The U.S. Attorney’s Office for the District of Puerto Rico will be filing criminal charges against one other Dominican Republic national who was also traveling with the group — for attempted illegal entry into the United States.
The crew of a Coast Guard HC-144 Ocean Sentry maritime patrol aircraft detected the group of migrants late Friday night transiting aboard a 25-foot boat, approximately 20 nautical miles west Mona Island, Puerto Rico. Watchstanders at Coast Guard Sector San Juan proceeded to divert the Joseph Napier to interdict migrant vessel. Upon arriving on scene, the Joseph Napier launched the cutter’s Over the Horizon IV boat that came alongside and interdicted the migrant vessel. Due to safety of life at sea concerns, the crew of the Joseph Napier proceeded to embark the 15 Cubans, 12 men and three women, and the two Dominican men from the grossly overloaded boat.
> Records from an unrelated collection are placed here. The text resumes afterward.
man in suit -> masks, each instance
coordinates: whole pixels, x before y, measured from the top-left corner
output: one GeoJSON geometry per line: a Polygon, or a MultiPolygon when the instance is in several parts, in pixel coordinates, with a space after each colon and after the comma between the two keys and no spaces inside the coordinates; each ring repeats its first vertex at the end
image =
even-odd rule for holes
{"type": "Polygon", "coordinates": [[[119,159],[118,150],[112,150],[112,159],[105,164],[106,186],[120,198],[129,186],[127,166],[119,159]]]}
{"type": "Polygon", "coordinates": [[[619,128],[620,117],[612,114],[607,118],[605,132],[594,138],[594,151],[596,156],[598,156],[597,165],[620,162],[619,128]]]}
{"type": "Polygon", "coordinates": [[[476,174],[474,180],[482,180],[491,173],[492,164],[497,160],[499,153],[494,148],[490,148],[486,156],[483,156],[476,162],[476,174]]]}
The migrants were transported by the Joseph Napier and transferred to a Dominican Republic Navy vessel just off Punta Cana, Dominican Republic Sunday afternoon, while the man facing potential prosecution was later transferred to Ramey Sector Border Patrol agents in Añasco, Puerto Rico.
The Joseph Napier is a 154-foot fast response cutter homeported in San Juan, Puerto Rico.
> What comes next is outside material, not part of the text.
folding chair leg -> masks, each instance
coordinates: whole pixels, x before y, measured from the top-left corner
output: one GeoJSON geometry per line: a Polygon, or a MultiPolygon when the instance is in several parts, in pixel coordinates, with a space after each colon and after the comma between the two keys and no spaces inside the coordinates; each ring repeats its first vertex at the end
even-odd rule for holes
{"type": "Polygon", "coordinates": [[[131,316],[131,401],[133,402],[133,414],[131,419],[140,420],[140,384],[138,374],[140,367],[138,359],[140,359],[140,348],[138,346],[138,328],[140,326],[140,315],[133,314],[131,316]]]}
The Caribbean Border Interagency Group was formally created to unify efforts of the U.S. Customs and Border Protection, the U.S. Coast Guard, U.S. Immigration and Customs Enforcement, the United States Attorney‘s Office for the District of Puerto Rico, and Puerto Rico Police Joint Forces of Rapid Action (FURA, for its Spanish acronym), in their common goal of securing the borders of Puerto Rico and the U.S. Virgin Islands against illegal migrant and drug smuggling.